The ascendancy of materialism and its complement of consumerism has further aggravated the difficulties in parenting. For one thing, this has multiplied human wants and desires, reinforcing the compulsion to earn more and more. This insatiable thirst is based on the tendency to mistake quality of life for the quantity of income and facilities. This erodes parent-child relationship; as both parents spend most of their time and energy outside the home. Even more lamentably, within a materialistic outlook parental love tends to express itself more and more through material things, such as toys, eating out, substantial pocket money and other forms of indulgence. The hallmark of materialism is its superficiality. Its resources and strategies do not provide for the development of deep attachment or relationships. The result of all this is an unhealthy emotional deficit in the nurture of children. This undermines, among other things, the basis for parental authority. One of the most powerful trends in this context is the irrational attractiveness of whatever is outside one's own home. Children in cities, to take a typical example, prefer to spend their weekends in the homes of their friends, away from their own parents. Practices like this exaggerate the attractiveness of the world outside one's own home. Not surprisingly, the focus on family gets diluted.

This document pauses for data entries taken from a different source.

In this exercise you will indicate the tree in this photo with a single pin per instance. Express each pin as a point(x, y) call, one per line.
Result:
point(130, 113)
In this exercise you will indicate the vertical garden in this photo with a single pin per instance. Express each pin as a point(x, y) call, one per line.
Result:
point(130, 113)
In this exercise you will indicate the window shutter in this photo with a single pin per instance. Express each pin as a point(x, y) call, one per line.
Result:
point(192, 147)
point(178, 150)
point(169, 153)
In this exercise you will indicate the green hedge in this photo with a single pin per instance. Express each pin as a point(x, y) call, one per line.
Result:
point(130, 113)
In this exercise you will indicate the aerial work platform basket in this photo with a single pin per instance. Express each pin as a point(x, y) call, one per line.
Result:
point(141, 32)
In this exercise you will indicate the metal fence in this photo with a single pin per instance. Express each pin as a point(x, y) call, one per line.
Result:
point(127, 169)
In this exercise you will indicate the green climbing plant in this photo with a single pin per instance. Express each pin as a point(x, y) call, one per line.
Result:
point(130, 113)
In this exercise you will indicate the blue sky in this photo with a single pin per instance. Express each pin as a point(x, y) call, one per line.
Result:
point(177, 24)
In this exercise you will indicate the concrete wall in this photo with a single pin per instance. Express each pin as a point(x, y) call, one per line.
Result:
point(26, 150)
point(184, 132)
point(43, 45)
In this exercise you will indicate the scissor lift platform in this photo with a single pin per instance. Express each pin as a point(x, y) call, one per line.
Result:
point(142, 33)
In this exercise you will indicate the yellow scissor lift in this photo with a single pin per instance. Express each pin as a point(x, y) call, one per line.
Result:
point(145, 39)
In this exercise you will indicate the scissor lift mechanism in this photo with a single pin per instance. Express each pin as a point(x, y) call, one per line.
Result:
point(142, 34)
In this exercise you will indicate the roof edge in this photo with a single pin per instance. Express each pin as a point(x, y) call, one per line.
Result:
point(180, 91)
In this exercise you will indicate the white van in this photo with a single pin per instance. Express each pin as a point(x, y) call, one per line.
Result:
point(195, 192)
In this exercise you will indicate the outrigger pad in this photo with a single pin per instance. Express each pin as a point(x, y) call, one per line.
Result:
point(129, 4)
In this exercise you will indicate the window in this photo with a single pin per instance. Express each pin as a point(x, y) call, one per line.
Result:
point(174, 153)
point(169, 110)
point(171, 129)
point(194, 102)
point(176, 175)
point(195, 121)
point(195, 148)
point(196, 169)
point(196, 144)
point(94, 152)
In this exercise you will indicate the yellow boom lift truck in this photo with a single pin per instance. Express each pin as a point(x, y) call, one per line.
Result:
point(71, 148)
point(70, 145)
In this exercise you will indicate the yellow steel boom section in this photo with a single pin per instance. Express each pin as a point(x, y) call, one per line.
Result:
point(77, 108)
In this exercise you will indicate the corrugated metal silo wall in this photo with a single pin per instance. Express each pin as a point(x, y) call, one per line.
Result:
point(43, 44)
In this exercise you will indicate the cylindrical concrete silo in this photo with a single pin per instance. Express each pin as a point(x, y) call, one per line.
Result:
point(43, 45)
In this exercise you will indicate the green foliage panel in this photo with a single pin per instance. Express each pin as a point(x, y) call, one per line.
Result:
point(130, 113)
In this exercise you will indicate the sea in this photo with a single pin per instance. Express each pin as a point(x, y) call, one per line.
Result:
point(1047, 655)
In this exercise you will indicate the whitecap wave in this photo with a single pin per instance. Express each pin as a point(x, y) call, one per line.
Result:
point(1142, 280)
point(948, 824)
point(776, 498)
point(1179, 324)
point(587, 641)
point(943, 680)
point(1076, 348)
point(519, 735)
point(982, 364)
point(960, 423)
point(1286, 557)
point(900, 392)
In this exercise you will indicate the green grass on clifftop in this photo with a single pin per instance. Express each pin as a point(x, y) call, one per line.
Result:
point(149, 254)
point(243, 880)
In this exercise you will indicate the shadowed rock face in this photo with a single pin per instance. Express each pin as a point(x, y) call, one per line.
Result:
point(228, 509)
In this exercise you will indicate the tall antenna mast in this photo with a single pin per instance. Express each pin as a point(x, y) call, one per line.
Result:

Culture is a domain of conformity. Imitation is its instinctive tendency. Imitation pertains, mostly, to the surface. So, culture locates human attention and obsession on the surface, or the level of mere appearances. As a result, we tend to neglect the deeper things of life. Most parents now-a-days have little to do with shaping the tastes and values of their children. Rather, they struggle to keep pace with their children and labour to finance their shifting tastes. In such a context, discipline could be equated with tyranny, simplicity of lifestyle is mistaken for poverty and personal uniqueness is deemed weird. Parents need to realize this has serious implications for the formation of their children's personality. Personality is, in the ultimate analysis, a spiritual phenomenon. And that is true even though psychologists have sought hard to project it as otherwise.
Parents need to take these, and other, factors into account and work as partners in mission to create and sustain a spiritually wholesome family culture for the nurture of their children. Unfortunately, an overwhelming majority of couples live from day-to-day, indifferent to the likely fateful and long-term eventualities in their life. Family life is, except for some special occasions, equated wholly with the routine of working, eating and sleeping. Parents tend to forget the all-important fact that they hold the key to their future happiness or humiliation.